Small to medium-sized businesses often need to be aware of the damage identity theft can cause.
Business identity theft does not target individuals. Instead, criminals seek ways to steal valuable information from legitimate businesses. They seek bank accounts, passwords, credit card numbers, and sensitive intellectual details.
They gain access to bank accounts and drain them many times before the bank realizes it. It is possible to lose a lot of your business’ identity. Repairing the damage can take hundreds of hours and cost much money. Some companies are unable to recover and end up going out of business.
Identity theft in business is a relatively recent crime. It is a new crime that most business owners have never heard of. It is tempting to ignore it. Steve Cox, from the Better Business Bureau, says that business identity theft is a real problem in today’s market. It’s much more cost-effective for criminals to steal business than consumer identities. :
Criminals are quick to act. They realize they have only a very short time to catch the culprits before the crime is exposed. According to the Ponemon Institute, 84 percent of cases were robbed before fraud detection by the bank.
Many small-business owners believe they don’t have enough to give a thief. You can have a name at maximum. Thieves can use it to obtain loans, order products, and ruin the business’ reputation. Robert Strezze, Dun and Bradstreet’s Senior Analyst for Risk Analysis, states that this trend is especially alarming because of the large dollar amounts involved. The losses can reach the mid-six figure when criminal activity is detected.
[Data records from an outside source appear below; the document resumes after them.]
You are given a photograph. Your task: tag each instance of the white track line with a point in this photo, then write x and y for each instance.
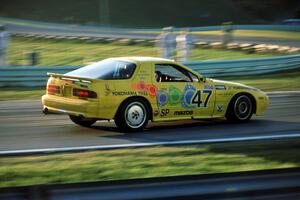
(183, 142)
(284, 92)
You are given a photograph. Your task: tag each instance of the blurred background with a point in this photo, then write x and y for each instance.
(154, 13)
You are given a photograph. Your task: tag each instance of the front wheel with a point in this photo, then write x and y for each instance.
(240, 109)
(82, 121)
(132, 116)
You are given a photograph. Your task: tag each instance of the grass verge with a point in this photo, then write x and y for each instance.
(285, 81)
(70, 52)
(282, 35)
(148, 162)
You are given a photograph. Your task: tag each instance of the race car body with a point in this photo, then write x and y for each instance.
(133, 90)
Unfortunately, most businesses need more resources or time to protect themselves against crime. Many are too busy with daily business activities to take the time to protect their business. A business only realizes the danger once it is too late.
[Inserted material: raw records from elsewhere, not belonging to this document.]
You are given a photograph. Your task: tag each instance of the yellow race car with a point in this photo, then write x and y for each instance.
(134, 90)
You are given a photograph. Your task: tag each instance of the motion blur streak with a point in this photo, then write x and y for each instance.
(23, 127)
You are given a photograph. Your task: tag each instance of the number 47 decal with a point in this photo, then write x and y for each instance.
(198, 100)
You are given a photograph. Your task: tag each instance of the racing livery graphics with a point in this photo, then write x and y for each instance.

What keys are there to preventing business identity theft?
Businesses that try to prevent identity theft can have some good news. Preventative measures often lead to big savings and a better reputation in the community. Three keys are key to reducing the chance of identity theft in your business.
First, establish a position in the leadership team responsible for monitoring business identity theft and establishing procedures to prevent data breaches. For example, this officer could be called Chief Security Officer and can access banking, credit cards, and other accounts. It would be a good idea for the officer to set “best practices” in information security, including employee training and password protection.
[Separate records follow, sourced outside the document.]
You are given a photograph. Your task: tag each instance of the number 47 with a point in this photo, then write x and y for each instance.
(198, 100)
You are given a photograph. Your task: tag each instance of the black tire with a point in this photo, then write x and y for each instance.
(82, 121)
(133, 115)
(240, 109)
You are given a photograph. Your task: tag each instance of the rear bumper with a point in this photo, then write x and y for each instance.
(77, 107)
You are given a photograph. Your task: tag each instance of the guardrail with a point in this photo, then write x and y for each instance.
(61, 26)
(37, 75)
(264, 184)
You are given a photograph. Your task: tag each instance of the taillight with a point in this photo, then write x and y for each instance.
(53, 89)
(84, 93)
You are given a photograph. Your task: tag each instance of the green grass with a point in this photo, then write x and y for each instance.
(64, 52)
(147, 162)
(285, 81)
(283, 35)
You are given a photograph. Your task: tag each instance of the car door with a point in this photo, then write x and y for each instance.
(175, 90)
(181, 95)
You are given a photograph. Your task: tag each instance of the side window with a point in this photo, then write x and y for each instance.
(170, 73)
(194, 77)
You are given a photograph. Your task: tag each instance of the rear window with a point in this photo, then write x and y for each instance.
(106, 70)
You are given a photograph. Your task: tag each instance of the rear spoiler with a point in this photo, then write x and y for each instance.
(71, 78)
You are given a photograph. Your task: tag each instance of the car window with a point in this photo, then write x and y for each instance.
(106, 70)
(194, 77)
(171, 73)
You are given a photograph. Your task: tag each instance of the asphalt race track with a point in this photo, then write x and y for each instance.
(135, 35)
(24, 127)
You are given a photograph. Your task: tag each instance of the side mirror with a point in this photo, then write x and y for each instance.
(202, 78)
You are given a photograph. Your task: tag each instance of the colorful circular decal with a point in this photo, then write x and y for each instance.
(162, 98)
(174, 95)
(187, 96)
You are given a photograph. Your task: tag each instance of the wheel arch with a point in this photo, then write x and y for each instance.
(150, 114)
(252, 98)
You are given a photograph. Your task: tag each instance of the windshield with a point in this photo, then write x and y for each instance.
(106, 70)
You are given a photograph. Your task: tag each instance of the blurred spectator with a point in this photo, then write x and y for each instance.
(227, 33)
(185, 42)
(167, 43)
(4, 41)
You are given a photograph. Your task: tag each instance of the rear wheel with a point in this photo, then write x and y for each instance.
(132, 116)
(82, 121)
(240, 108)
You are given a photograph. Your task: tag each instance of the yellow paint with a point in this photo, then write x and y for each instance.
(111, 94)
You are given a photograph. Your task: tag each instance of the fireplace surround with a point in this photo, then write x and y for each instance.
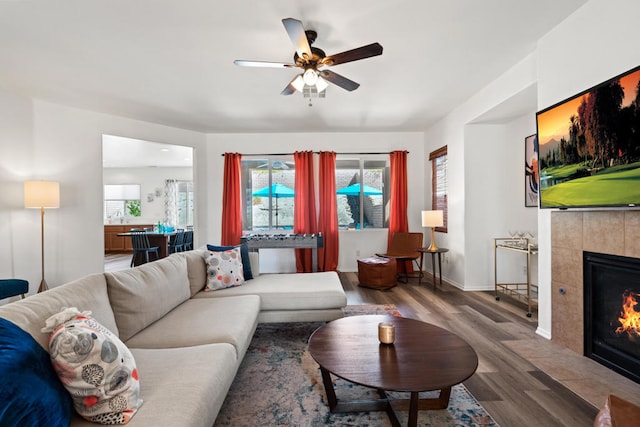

A second important step is establishing monitoring services to watch over you. The personal information of a business is all around. It’s nearly impossible to keep an eye on all aspects of a company from one person. An identity theft protection service for businesses that includes internet surveillance and credit monitoring, identity theft alerts, and business recovery can be an asset.
Third, you need to set up Dark Web credentials monitoring. This is where criminals do their business buying-selling-trading stolen information. Credentials monitoring alerts businesses when stolen credentials, IP addresses, and, for banks., BIN card numbers are found. Companies can take preventive steps to stop stolen information from affecting them, their customers, and their employees. Every month, millions of login and email credentials are stolen. Stolen certificates influence all forms of business fraud.
They are skilled and determined business identity thieves. They can exploit businesses and business owners who fail to take steps to protect their businesses.